07 April 2014

Two funny birds



Frequently when I park my car in the back of St. Annes, as soon as I put the parking break on two small birds land on my side view mirror. I think they are male dark eyed juncos. I have no idea what they like about my car, but they spend time frolicking in the wind shield wiper well and flying from the door into the side view mirror on the passenger side. They fly so many times into the mirror that they actually soil my mirror with their saliva or feather oil.

Any ideas on what they are doing? I've seen this three times now.





06 March 2014

Ray Bradbury's A Sound of Thunder



If you've never read Ray Bradbury's short story, A Sound of Thunder, you definitely should. It tells a haunting story about how past acts effect the future. A butterfly plays a key role.

I was reminded of this story when I was walking to my car in the Trader Joe's parking lot and came across two butterflies resting in the middle of the asphalt. It's a miracle they weren't run over by all the parking cars. I picked each one up and brought it to the wood chips along the building. I hope I did my part for the future.






03 March 2014

Sprucing up the patio

I'm sure you'll recall that we take special care of the patio at St. Anne's. We do this for the residents who cannot travel far beyond the building. Many of them come in their wheelchairs or walkers to sit on the patio and enjoy the view of the expansive yard. Around the patio we've planted edibles and flowers for them to enjoy.

Right now it's tulip season!


Lettuce for picking.



We planted two new planting boxes full of flowers: two poppies and one called Solar Fire. 

28 February 2014

Wheat dew drops



I have often arrived at the garden beds to find the wheat starts each glistening with a drop of dew on the tip of their young green leaves. I chalked it up to the same dew phenomenon one finds on grass in the early morning.
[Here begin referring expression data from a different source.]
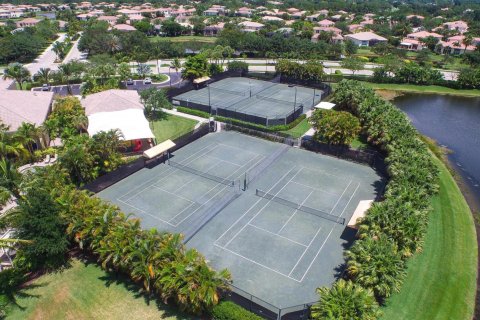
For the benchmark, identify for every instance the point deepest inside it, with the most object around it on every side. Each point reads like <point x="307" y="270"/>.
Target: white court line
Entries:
<point x="276" y="234"/>
<point x="151" y="215"/>
<point x="341" y="196"/>
<point x="319" y="189"/>
<point x="163" y="177"/>
<point x="216" y="158"/>
<point x="173" y="194"/>
<point x="305" y="251"/>
<point x="195" y="177"/>
<point x="294" y="213"/>
<point x="327" y="173"/>
<point x="314" y="258"/>
<point x="253" y="205"/>
<point x="211" y="198"/>
<point x="262" y="208"/>
<point x="255" y="262"/>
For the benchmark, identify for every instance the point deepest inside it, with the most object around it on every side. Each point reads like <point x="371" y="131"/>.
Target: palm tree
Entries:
<point x="345" y="300"/>
<point x="27" y="134"/>
<point x="10" y="178"/>
<point x="43" y="74"/>
<point x="375" y="263"/>
<point x="17" y="72"/>
<point x="59" y="49"/>
<point x="467" y="41"/>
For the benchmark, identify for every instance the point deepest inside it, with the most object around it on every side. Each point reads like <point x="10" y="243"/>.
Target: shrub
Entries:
<point x="335" y="127"/>
<point x="230" y="311"/>
<point x="345" y="300"/>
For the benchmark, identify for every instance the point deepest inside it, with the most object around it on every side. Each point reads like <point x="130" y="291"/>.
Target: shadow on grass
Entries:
<point x="118" y="279"/>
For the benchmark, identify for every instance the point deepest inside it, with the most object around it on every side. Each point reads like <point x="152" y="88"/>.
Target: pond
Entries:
<point x="454" y="122"/>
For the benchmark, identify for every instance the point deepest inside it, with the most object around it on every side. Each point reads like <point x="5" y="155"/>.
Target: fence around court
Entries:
<point x="264" y="309"/>
<point x="124" y="171"/>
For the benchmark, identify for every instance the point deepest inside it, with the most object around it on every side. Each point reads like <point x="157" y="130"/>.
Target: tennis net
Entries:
<point x="238" y="93"/>
<point x="203" y="174"/>
<point x="300" y="207"/>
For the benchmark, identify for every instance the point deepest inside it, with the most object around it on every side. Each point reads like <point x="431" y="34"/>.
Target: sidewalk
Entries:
<point x="189" y="116"/>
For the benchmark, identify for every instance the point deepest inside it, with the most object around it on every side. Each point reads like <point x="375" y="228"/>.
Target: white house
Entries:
<point x="365" y="39"/>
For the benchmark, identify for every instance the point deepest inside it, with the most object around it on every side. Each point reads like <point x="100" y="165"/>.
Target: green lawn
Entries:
<point x="441" y="281"/>
<point x="184" y="39"/>
<point x="299" y="130"/>
<point x="171" y="127"/>
<point x="422" y="89"/>
<point x="86" y="292"/>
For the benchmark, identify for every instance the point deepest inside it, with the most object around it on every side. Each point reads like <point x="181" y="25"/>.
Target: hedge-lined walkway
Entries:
<point x="441" y="281"/>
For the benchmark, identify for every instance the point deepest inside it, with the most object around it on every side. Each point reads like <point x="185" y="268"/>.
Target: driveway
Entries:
<point x="137" y="85"/>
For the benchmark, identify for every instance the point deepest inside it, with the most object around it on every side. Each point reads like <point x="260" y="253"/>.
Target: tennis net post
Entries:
<point x="297" y="206"/>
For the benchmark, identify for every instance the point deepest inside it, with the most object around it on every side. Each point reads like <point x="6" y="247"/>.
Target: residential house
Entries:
<point x="326" y="23"/>
<point x="124" y="27"/>
<point x="365" y="39"/>
<point x="112" y="20"/>
<point x="250" y="26"/>
<point x="459" y="26"/>
<point x="27" y="22"/>
<point x="213" y="30"/>
<point x="24" y="106"/>
<point x="413" y="41"/>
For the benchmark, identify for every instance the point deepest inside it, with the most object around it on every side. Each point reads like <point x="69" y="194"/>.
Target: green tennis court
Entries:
<point x="285" y="233"/>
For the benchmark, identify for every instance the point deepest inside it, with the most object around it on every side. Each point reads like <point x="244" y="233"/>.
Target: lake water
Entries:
<point x="454" y="122"/>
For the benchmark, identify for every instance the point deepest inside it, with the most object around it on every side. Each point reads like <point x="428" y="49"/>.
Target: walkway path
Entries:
<point x="186" y="115"/>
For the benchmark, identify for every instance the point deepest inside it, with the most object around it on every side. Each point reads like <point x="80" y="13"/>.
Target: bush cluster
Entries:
<point x="158" y="261"/>
<point x="393" y="229"/>
<point x="230" y="311"/>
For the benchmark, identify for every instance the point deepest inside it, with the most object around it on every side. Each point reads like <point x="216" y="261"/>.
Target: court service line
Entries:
<point x="319" y="189"/>
<point x="173" y="194"/>
<point x="305" y="251"/>
<point x="203" y="204"/>
<point x="253" y="205"/>
<point x="144" y="184"/>
<point x="341" y="196"/>
<point x="195" y="177"/>
<point x="255" y="262"/>
<point x="276" y="234"/>
<point x="328" y="236"/>
<point x="261" y="210"/>
<point x="294" y="212"/>
<point x="216" y="158"/>
<point x="151" y="215"/>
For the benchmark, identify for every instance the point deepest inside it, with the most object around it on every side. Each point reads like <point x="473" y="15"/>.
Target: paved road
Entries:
<point x="46" y="59"/>
<point x="75" y="54"/>
<point x="138" y="85"/>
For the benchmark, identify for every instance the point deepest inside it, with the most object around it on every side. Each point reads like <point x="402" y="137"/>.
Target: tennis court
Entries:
<point x="252" y="100"/>
<point x="286" y="233"/>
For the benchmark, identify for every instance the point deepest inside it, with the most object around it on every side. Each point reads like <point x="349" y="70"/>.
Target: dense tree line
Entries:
<point x="393" y="229"/>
However, today I entered the green house to find the same shiny drops of water on top of the wheat seedlings. The door had been shut, it was a comfortable temperature inside, nothing else was wet with dew. So what is really going on with the grass dew drops? Where do they come from? The atmosphere? The grass itself?

Does anyone know?




14 February 2014

The Snircus



Years ago I visited a preschool called Kids Club in San Francisco that had two memorable things: a room completely full of mattresses and squishy pads for jumping and wrestling, and, an active Snircus. I had never seen a snircus before. It was a wooden container with several sticks standing up with twine strung between them. There was lettuce placed strategically along the twine, and snails were crawling up the twigs and across the twine to get the lettuce. It did in fact look like circus high wire acts.

I mentioned this a while back to Nashi (you'll remember him from an earlier post), and this fall he surprised me with a Snircus he and his dad built. We got the Snircus out today and filled it with snails and greens. The second grade Coyotes watched as the snails enjoyed their fun.




11 February 2014

The Birdbaths



I've written in the past about our care for the two birdbaths at St. Anne's. Two years ago cleaning the birdbaths became the weekly job of the first grade. The children rotate through emptying the water, scrubbing the sides, and refilling them. This week the large bath looked especially nice.



Today the patio bath was the subject of our story from Adventure. I'll include it here. Adventure explained to us the significance of the duck, the rock, and the shell. 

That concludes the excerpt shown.